Logo Questions Linux Laravel Mysql Ubuntu Git Menu
 

Recommend a fitting LINQ provider to me (SQL server, complex queries)

I've been using LINQ to SQL & to entities for a while and am overall very happy with them. However i know of their limitations and one in particular is becoming a large issue for me. When you do a complex nested query in the form of

MyContext.SomeTable
.Select(item=>new{
    item.SomeProperty1,
    item.SomeProperty2,
    item.NavigationProperty1
        .Select(nav1=> new {// retrieve some properties}), // This triggers a single query as long as don't have more than one subquery
    item.NavigationProperty2
        .Select(nav2=> new {// retrieve some properties}) // This triggers one query PER ROW in the original query
});

The providers i have tested are LINQ TO SQL / LINQ TO entities (and even worse, devart LINQConnect that fares worse and generates 1 per row on the first navigation property)

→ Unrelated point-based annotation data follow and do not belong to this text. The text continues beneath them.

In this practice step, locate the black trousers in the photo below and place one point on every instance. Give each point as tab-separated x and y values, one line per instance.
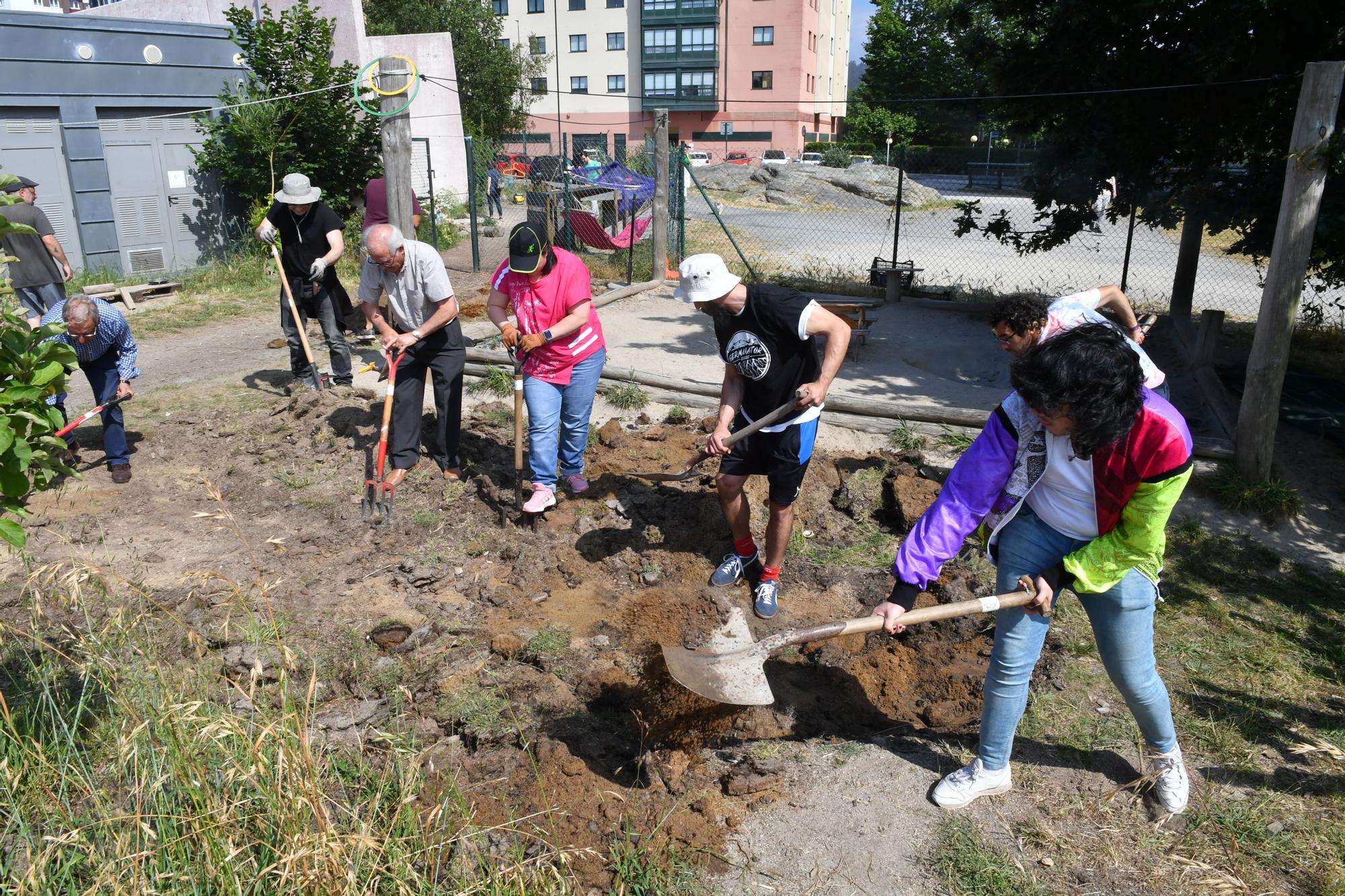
442	356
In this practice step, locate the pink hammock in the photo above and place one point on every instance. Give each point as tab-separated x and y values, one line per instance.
591	232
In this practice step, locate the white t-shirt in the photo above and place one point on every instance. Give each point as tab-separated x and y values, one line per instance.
414	292
1069	313
1065	495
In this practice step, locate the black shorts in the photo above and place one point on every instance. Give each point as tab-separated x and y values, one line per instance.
781	456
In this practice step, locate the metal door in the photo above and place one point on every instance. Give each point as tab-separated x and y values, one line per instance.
32	146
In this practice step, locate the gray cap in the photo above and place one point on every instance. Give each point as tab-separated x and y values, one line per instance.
21	185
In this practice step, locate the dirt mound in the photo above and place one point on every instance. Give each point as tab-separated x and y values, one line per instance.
529	653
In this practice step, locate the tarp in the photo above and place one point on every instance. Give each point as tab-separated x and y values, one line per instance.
618	177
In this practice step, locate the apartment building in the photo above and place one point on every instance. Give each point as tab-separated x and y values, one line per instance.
736	76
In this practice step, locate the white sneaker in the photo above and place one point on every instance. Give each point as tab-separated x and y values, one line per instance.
1172	783
965	784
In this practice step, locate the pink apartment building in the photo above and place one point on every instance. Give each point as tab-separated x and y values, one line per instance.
771	73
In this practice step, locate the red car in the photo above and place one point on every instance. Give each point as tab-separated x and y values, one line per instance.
513	165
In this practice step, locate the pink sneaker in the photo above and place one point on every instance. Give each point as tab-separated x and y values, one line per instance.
541	499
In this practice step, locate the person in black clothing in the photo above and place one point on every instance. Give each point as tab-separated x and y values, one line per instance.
767	341
310	245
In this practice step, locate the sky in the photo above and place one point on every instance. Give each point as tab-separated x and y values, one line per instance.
860	13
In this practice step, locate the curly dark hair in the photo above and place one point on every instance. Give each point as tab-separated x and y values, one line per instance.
1020	313
1093	370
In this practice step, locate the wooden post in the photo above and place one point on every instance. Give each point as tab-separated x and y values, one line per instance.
1188	260
1305	179
397	146
660	227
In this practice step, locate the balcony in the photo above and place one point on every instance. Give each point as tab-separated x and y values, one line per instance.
684	99
679	13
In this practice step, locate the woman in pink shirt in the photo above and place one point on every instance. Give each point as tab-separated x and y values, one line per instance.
562	339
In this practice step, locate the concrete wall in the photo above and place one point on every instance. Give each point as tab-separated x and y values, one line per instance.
38	49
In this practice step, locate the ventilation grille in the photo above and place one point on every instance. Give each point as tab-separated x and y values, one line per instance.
146	260
138	218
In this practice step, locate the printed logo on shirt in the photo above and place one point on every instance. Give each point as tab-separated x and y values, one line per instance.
748	354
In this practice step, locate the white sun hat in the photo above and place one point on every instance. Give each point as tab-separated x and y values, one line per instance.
704	279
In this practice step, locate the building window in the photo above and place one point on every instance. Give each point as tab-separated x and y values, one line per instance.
661	84
697	84
660	41
699	40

What i get now that is generated(pseudocode):

select t1.a,t1.b,t2.c,t2.d from mytable as t1
join navproperty1table as t2

and 1 millions (if there is 1 million results in the first set) of queries like this: select t3.e,t3.f from navproperty2table as t3 where id = X (X changing on X query to next element returned by first query)

What i want:

select t1.a,t1.b,t2.c,t2.d,t3.e,t3.f from mytable as t1 
join navproperty1table as t2
join navproperty2table as t3

Now of course if there were 3 rows in the original table it wouldn't be an issue, but i have 10s of thousands to millions of rows in my tables "and" i need a much much much more complex query in a single select (i want to get a complex graph at once). Think 20 + tables with 3-6 levels of nesting accessing an additional 2-5 tables each.

My SQL server can perfectly cope with it, i don't care for the bandwidth either, it's on an instance linked by a gigabit connection, i can't get that data in deferred manner, i actually "use" all of it immediately so it's not just laziness. Right now for performance reasons i had to split the query in many small queries and join them manually on the LINQ to object size, which gives some really nasty code for whoever maintains it but was the only actual solution i had, so overall including all the small queries and final joining, I'm at over 600 lines of unsplitable code in a single method that is totally unmaintainable.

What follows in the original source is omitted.